The apoptotic index peaked at 6 hr and at 12 hr in the maternal liver and placenta, respectively, and it decreased thereafter. In the fetal liver, it reached a plateau at 12 hr. Microarray analysis done on these tissues at 3, 6 or 12 (peak time point of apoptosis), and 24 hr showed changes in the expression of many genes. Increased expression of oxidative stress- and apoptosis-related genes was commonly detected in these three tissues at the peak time point of apoptosis, and decreased expression of lipid metabolism- and drug-metabolizing enzyme-related genes was also commonly detected in these three tissues (Figure 2). Therefore, the mechanism of T-2 toxin-induced toxicity in pregnant rats is considered to be due to oxidative stress followed by the activation of MAPK pathway, finally inducing apoptosis, as reported in the fetal brain [60].

Figure 2.

Summary of DNA microarray analysis done on maternal liver, placenta and fetal liver obtained from pregnant rats treated with T-2 toxin on day 13 of gestation.

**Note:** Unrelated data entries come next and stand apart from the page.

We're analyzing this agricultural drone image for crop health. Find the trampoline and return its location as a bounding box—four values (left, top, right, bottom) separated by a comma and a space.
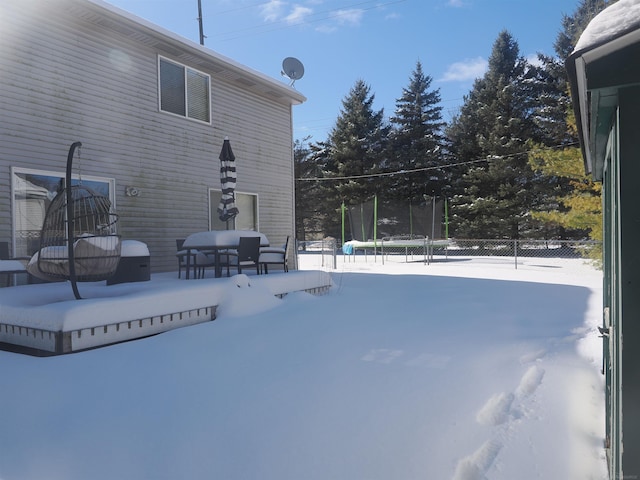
342, 236, 449, 265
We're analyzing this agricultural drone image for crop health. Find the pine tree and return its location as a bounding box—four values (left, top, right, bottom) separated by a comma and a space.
385, 62, 446, 203
529, 0, 615, 248
327, 80, 389, 205
447, 31, 540, 238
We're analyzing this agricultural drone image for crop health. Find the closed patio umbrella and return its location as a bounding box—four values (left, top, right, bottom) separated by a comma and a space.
218, 138, 239, 224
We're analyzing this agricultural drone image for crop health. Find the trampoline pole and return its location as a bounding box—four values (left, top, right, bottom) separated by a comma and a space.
340, 202, 344, 249
373, 195, 378, 263
444, 197, 449, 239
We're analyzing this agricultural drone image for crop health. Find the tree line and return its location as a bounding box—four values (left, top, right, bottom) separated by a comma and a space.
294, 0, 614, 246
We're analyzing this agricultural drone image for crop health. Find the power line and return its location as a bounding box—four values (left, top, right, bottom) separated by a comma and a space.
214, 0, 407, 42
296, 142, 579, 182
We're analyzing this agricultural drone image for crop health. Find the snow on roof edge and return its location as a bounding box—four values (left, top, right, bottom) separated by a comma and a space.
573, 0, 640, 53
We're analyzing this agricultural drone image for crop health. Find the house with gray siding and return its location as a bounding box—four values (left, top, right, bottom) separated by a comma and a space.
0, 0, 306, 272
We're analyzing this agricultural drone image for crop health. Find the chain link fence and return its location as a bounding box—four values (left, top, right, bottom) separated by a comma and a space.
296, 237, 602, 269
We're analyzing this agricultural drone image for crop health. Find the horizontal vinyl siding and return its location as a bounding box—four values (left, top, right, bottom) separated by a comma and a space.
0, 2, 293, 271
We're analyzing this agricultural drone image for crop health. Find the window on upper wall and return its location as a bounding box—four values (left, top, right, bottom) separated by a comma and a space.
158, 57, 211, 123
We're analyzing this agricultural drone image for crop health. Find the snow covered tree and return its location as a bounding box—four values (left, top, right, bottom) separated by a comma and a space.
327, 80, 389, 204
385, 62, 446, 202
447, 31, 540, 238
529, 0, 615, 246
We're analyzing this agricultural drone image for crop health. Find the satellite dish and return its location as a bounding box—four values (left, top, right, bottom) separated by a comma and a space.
281, 57, 304, 86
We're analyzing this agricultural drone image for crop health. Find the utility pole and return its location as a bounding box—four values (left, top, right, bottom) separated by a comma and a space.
198, 0, 204, 45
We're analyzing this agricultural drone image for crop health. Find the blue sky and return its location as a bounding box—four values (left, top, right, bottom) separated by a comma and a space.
108, 0, 579, 141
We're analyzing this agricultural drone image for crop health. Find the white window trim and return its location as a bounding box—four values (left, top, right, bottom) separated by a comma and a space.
156, 55, 213, 125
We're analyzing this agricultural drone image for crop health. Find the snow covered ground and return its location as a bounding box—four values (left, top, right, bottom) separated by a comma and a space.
0, 255, 606, 480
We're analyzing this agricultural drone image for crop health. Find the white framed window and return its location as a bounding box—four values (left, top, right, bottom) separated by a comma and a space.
209, 188, 259, 232
158, 56, 211, 123
11, 167, 115, 257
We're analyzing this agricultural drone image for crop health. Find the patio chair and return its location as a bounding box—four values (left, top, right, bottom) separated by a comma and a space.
230, 237, 260, 275
27, 142, 121, 300
258, 236, 290, 274
176, 238, 215, 278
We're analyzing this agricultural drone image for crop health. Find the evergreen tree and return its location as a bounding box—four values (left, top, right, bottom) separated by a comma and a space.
385, 62, 446, 204
447, 31, 541, 238
529, 0, 615, 248
293, 137, 322, 240
327, 80, 389, 210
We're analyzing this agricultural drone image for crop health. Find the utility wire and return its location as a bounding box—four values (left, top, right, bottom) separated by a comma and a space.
296, 142, 579, 182
212, 0, 407, 42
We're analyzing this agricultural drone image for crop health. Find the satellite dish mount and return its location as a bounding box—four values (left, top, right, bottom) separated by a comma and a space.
281, 57, 304, 87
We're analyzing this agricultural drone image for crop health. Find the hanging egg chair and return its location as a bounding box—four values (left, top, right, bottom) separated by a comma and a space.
29, 142, 120, 299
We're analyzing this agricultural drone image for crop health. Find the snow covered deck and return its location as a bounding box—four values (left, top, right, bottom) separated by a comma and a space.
0, 271, 331, 355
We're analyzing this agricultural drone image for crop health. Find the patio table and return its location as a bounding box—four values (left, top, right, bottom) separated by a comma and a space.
182, 230, 269, 279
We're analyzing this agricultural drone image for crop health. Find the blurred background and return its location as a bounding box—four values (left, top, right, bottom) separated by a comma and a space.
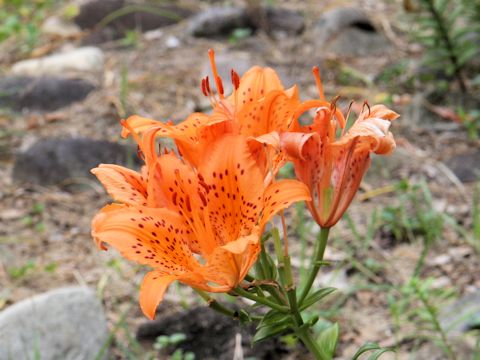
0, 0, 480, 360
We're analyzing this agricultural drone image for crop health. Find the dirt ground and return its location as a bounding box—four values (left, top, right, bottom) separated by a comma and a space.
0, 0, 480, 359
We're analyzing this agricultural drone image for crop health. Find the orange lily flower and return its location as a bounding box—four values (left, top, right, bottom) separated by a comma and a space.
122, 50, 300, 175
281, 69, 399, 228
92, 132, 310, 319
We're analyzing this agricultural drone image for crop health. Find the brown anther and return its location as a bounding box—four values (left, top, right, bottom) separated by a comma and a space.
362, 100, 371, 116
205, 76, 212, 94
312, 66, 325, 101
217, 76, 223, 96
230, 69, 240, 90
137, 145, 145, 161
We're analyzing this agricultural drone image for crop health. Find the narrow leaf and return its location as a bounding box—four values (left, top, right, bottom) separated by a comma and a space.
300, 287, 337, 311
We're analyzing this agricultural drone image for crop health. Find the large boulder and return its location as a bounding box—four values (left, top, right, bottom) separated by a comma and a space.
313, 7, 391, 56
0, 287, 109, 360
13, 138, 138, 186
0, 76, 95, 111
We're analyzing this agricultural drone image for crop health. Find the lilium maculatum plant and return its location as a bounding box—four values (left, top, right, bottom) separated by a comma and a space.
92, 50, 398, 360
92, 132, 309, 318
282, 70, 399, 228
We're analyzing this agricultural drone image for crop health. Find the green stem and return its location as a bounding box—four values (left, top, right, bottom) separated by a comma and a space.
233, 286, 289, 313
194, 289, 238, 319
415, 285, 457, 360
296, 327, 328, 360
299, 228, 330, 305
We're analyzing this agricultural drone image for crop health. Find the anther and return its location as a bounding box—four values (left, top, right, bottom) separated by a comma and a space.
230, 69, 240, 90
200, 79, 208, 97
137, 145, 145, 161
205, 76, 212, 94
362, 100, 370, 116
208, 49, 224, 99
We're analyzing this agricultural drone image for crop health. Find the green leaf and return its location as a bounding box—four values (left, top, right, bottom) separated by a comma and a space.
317, 323, 339, 359
352, 343, 394, 360
252, 321, 291, 345
458, 46, 478, 66
257, 310, 290, 329
367, 348, 394, 360
259, 246, 278, 280
300, 287, 337, 311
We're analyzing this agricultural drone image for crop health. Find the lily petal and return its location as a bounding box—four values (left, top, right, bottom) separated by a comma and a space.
140, 271, 177, 320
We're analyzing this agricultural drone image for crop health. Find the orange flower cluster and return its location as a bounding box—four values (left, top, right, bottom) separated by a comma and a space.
92, 50, 398, 318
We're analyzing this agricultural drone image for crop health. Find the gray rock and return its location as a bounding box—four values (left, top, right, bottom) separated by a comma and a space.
74, 0, 191, 44
41, 16, 82, 38
439, 289, 480, 335
188, 6, 305, 37
314, 7, 390, 56
200, 51, 260, 94
0, 287, 108, 360
137, 306, 286, 360
0, 76, 95, 111
13, 138, 138, 186
188, 6, 251, 37
11, 46, 105, 76
446, 150, 480, 183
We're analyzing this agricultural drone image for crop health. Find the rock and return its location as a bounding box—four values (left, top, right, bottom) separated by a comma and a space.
13, 138, 138, 185
266, 7, 305, 35
74, 0, 191, 44
363, 147, 414, 188
314, 7, 390, 56
188, 6, 305, 37
11, 46, 105, 76
41, 16, 82, 38
0, 287, 108, 360
188, 6, 248, 37
0, 76, 95, 111
446, 150, 480, 183
137, 306, 287, 360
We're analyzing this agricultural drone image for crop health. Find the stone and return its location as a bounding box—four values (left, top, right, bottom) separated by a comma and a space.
200, 51, 261, 94
188, 6, 305, 37
0, 76, 95, 111
446, 150, 480, 183
13, 138, 138, 186
11, 46, 105, 76
188, 6, 251, 37
137, 306, 288, 360
74, 0, 192, 44
266, 7, 305, 36
313, 7, 391, 56
41, 16, 82, 38
0, 287, 109, 360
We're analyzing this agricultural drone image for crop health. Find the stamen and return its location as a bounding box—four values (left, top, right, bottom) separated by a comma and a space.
217, 76, 224, 99
230, 69, 240, 90
208, 49, 225, 100
204, 75, 217, 108
362, 100, 371, 116
205, 75, 212, 94
312, 66, 325, 101
342, 100, 355, 136
137, 145, 145, 161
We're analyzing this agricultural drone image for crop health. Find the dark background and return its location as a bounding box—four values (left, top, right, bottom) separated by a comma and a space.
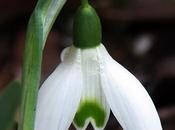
0, 0, 175, 130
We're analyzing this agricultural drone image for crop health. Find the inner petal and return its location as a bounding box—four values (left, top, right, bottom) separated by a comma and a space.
74, 48, 110, 130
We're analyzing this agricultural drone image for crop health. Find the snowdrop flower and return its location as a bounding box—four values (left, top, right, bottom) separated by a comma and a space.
35, 1, 162, 130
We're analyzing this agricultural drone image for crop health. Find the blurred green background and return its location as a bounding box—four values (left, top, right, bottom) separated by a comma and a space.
0, 0, 175, 130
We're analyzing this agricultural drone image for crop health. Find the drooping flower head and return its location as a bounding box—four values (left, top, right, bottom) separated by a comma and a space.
35, 2, 162, 130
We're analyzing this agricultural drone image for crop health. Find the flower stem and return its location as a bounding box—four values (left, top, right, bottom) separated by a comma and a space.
18, 0, 66, 130
81, 0, 88, 5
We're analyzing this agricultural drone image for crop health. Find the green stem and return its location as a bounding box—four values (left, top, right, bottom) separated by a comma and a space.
81, 0, 88, 5
19, 0, 66, 130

Oxidative stress is certainly involved in the toxicities of trichothecene mycotoxins including T-2 toxin [71], MAPKs may play integral roles in the diverse toxic manifestations of trichotecenes [72], and ribosome binding or protein synthesis inhibition may play roles in MAPK activation and apoptosis induction by trichothecenes [6, 72]. Oxidative stress causes lipid peroxidation and induces mitochondrial dysfunction which causes fatty acid β-oxidation and induces fatty liver [73]. In addition, T-2 toxin enhances lipid peroxidation [10, 74]. Therefore, the disturbance of lipid metabolism caused by oxidative stress may occur in the maternal liver, placenta and fetal liver by T-2 toxin [70].

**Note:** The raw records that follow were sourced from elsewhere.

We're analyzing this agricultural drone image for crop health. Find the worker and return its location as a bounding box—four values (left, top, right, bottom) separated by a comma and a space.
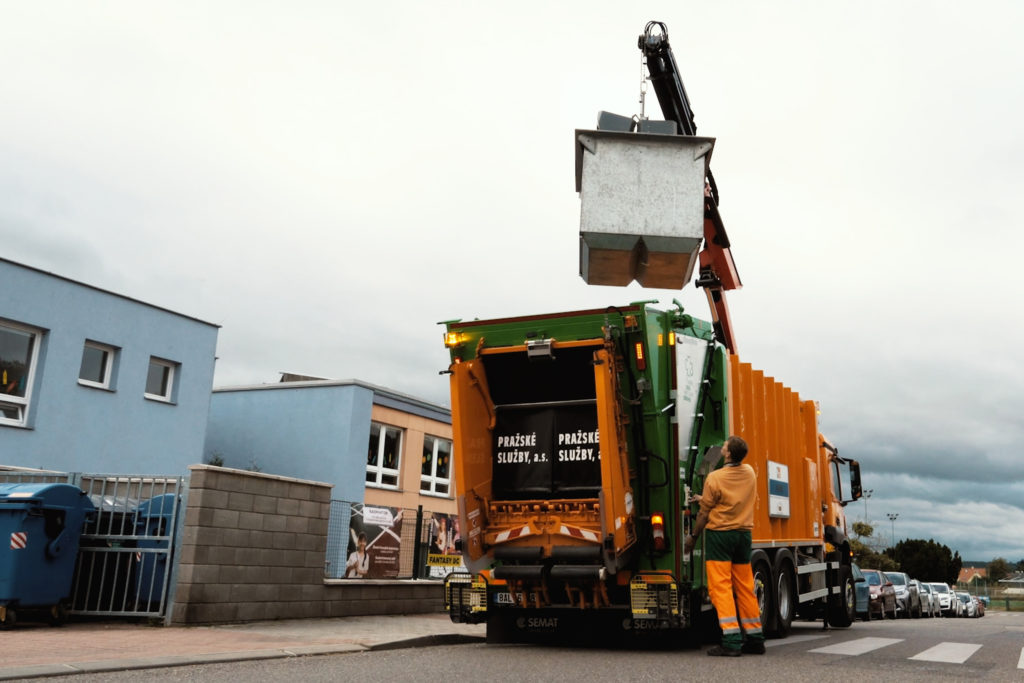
684, 436, 765, 657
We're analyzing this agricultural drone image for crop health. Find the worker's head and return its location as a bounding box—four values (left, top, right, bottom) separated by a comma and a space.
722, 435, 746, 463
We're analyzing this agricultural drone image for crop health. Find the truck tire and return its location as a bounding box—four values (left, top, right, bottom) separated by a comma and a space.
751, 550, 778, 637
770, 549, 799, 638
828, 564, 857, 628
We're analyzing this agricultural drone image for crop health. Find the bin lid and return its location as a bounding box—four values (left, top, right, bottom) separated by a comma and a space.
0, 483, 93, 510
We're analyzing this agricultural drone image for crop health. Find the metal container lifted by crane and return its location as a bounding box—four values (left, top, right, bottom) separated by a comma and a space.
575, 22, 742, 353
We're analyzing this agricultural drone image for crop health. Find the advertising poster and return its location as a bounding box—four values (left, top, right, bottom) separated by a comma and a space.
345, 503, 401, 579
427, 512, 466, 579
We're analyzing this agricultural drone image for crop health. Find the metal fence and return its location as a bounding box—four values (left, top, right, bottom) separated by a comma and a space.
324, 500, 455, 579
0, 471, 186, 618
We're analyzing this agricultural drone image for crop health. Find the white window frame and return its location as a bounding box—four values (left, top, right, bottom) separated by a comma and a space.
367, 422, 406, 489
0, 321, 43, 427
78, 339, 117, 389
420, 434, 454, 498
142, 355, 178, 403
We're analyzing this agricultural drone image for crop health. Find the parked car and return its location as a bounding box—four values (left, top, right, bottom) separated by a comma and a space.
955, 591, 978, 617
931, 582, 961, 616
971, 595, 986, 616
861, 569, 896, 618
910, 579, 941, 617
885, 571, 921, 618
850, 564, 871, 622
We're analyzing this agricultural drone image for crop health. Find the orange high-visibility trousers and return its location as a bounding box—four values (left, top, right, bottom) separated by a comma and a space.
705, 560, 764, 649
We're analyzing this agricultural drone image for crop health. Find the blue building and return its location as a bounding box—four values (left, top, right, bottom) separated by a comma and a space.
205, 376, 452, 507
0, 258, 219, 474
206, 375, 458, 578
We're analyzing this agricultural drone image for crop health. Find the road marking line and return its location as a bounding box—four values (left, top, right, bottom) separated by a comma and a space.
810, 638, 903, 654
907, 643, 981, 664
765, 636, 831, 647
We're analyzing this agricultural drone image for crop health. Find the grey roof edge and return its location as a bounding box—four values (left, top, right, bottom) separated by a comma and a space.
213, 379, 452, 422
0, 256, 221, 330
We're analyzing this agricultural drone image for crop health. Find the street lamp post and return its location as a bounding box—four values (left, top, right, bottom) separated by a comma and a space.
886, 512, 899, 548
860, 488, 874, 524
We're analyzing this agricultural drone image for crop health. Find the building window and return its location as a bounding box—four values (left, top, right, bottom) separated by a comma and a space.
420, 436, 452, 496
145, 357, 177, 402
367, 422, 401, 488
78, 341, 117, 389
0, 323, 40, 427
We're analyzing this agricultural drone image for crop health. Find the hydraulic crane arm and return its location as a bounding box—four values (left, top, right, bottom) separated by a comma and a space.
638, 22, 742, 353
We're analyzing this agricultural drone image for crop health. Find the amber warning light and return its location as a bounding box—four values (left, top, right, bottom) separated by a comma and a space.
634, 342, 647, 370
650, 512, 666, 550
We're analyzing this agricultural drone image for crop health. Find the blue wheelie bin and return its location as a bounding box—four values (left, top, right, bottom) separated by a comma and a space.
135, 494, 177, 604
0, 483, 94, 627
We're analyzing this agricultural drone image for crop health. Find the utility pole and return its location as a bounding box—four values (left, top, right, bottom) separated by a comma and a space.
860, 488, 874, 524
886, 512, 899, 548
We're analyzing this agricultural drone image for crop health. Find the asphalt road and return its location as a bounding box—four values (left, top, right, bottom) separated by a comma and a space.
64, 611, 1024, 683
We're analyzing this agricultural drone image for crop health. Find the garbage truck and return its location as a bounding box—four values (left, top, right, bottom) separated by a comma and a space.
443, 22, 861, 642
444, 302, 860, 642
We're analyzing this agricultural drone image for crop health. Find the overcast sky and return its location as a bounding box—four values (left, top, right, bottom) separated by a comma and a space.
0, 0, 1024, 562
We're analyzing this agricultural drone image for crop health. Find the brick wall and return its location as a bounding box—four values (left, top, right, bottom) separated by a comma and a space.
171, 465, 443, 624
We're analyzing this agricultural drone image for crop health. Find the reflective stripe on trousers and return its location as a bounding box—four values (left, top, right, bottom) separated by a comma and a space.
705, 560, 763, 648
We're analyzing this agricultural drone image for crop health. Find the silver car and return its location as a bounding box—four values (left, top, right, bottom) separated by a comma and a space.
911, 579, 942, 616
955, 592, 978, 618
931, 583, 964, 616
886, 571, 921, 618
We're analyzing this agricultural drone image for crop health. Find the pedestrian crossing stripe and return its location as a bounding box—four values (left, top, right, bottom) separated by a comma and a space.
910, 643, 981, 664
811, 638, 903, 655
810, 638, 987, 669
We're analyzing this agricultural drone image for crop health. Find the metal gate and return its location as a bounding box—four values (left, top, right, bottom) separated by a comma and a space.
0, 471, 186, 617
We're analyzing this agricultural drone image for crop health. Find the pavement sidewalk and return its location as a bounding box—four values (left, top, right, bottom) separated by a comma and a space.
0, 613, 484, 680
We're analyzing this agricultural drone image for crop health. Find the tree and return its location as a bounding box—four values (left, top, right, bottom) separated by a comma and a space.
887, 539, 964, 586
850, 522, 898, 571
988, 557, 1010, 582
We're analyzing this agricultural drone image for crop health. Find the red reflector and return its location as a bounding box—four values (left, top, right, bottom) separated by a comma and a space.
634, 342, 647, 370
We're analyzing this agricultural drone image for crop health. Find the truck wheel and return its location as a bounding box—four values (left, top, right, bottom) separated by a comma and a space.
751, 550, 778, 636
772, 550, 797, 638
828, 564, 857, 628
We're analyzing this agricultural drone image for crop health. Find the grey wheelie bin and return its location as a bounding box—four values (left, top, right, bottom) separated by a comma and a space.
0, 483, 94, 627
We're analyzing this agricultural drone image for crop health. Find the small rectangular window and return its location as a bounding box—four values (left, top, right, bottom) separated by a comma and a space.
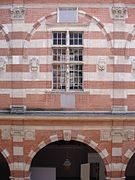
70, 32, 83, 45
53, 32, 66, 45
58, 7, 77, 22
53, 48, 66, 62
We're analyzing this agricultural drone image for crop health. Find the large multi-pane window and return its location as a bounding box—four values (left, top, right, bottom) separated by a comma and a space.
53, 32, 83, 91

Increased expression of Bax-α as well as p53 was detected in maternal and fetal livers [70]. Bax, one of the p53’s target genes, is a member of the bcl-2 family and induces apoptosis, and apoptosis induction in HL60 cells by T-2 toxin involves activation of caspase-3 and –9 through the release of cytochrome c from mitochondria in the cytosol [76], suggesting the involvement of p53-related mitochondrial pathway in the T-2 toxin-induced apoptosis at least in the maternal and fetal livers. On the other hand, differing from the above-mentioned case of T-2 toxin-induced apoptosis in the fetal brain [60], increased expression of casepase-2 gene was not detected in the maternal liver, placenta and fetal liver. In addition, unlike DNA-damaging agent-induced placental apoptosis [75], p53 was not involved in T-2 toxin-induced placental apoptosis [70].

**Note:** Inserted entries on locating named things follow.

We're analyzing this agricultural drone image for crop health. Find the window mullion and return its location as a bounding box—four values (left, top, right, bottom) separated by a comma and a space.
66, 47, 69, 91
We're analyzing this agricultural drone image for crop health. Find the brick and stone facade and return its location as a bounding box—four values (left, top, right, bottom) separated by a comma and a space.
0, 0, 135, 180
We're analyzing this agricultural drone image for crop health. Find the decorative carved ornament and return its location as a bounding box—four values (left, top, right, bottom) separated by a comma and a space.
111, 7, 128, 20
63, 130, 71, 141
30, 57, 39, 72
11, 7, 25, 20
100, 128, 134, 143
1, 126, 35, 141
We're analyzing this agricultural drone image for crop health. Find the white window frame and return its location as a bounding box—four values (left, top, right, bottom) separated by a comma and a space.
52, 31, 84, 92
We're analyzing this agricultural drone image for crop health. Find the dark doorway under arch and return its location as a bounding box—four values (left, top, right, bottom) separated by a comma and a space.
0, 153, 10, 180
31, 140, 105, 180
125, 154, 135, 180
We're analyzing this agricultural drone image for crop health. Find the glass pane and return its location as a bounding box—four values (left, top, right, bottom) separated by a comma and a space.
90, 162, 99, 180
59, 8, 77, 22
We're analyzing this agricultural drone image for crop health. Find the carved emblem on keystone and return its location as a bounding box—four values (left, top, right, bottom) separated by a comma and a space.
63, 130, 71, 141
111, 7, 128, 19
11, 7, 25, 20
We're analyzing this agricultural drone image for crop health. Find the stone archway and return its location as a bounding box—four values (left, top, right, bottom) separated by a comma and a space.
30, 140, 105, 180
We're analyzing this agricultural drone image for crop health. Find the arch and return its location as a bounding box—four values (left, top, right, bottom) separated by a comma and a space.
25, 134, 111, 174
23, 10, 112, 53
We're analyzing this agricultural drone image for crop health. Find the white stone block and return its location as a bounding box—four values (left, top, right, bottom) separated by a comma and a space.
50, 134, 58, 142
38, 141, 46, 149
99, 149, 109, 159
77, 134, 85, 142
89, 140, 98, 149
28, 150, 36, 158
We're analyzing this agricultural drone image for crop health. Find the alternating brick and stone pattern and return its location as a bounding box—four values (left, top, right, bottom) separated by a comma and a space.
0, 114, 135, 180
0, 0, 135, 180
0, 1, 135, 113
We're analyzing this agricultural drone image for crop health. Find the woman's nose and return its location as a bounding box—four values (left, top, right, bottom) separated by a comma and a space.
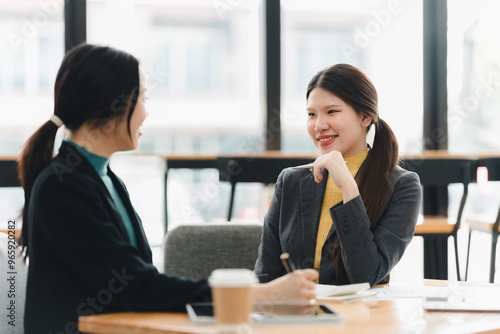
314, 116, 329, 131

The number of metabolism-related genes in the placenta is smaller than those in the maternal liver and fetal liver, suggesting that the placenta might play a less role in T-2 toxin metabolism. In addition, the differences in the expression of cytochrome P-450 genes between the maternal liver and fetal liver might reflect the difference in the basic expression of cytochrome P-450 genes between the maternal liver and fetal liver.

5. Conclusions

T-2 toxin readily passes the placenta and directly affects the fetus, resulting in the induction of apoptotic cell death mainly in the fetal lymphoid, central nervous and skeletal systems and liver. In dams, T-2 toxin induces apoptotic cell death in the placenta in addition to the tissues which are reported to be sensitive to T-2 toxin in adult mice and rats. The mechanisms of T-2 toxin-induced maternal and fetal toxicities are due to oxidative stress, followed by activation of the MAPK pathway, finally inducing apoptotic cell death (Figure 3). However, there are some differences in additive pathways involved in T-2 toxin-induced apoptosis among tissues affected (Figure 3).

Figure 3.

Hypothesis of mechanisms involved in T-2 toxin-induced apoptosis in maternal and fetal tissues. ER: endoplasmic reticulum; Mt: mitochondrion. 1 Main pathway, 2 Additive pathway in hematopoietic and lymphoid tissues, 3Additive pathway in maternal and fetal liver, 4Additive pathway in fetal brain.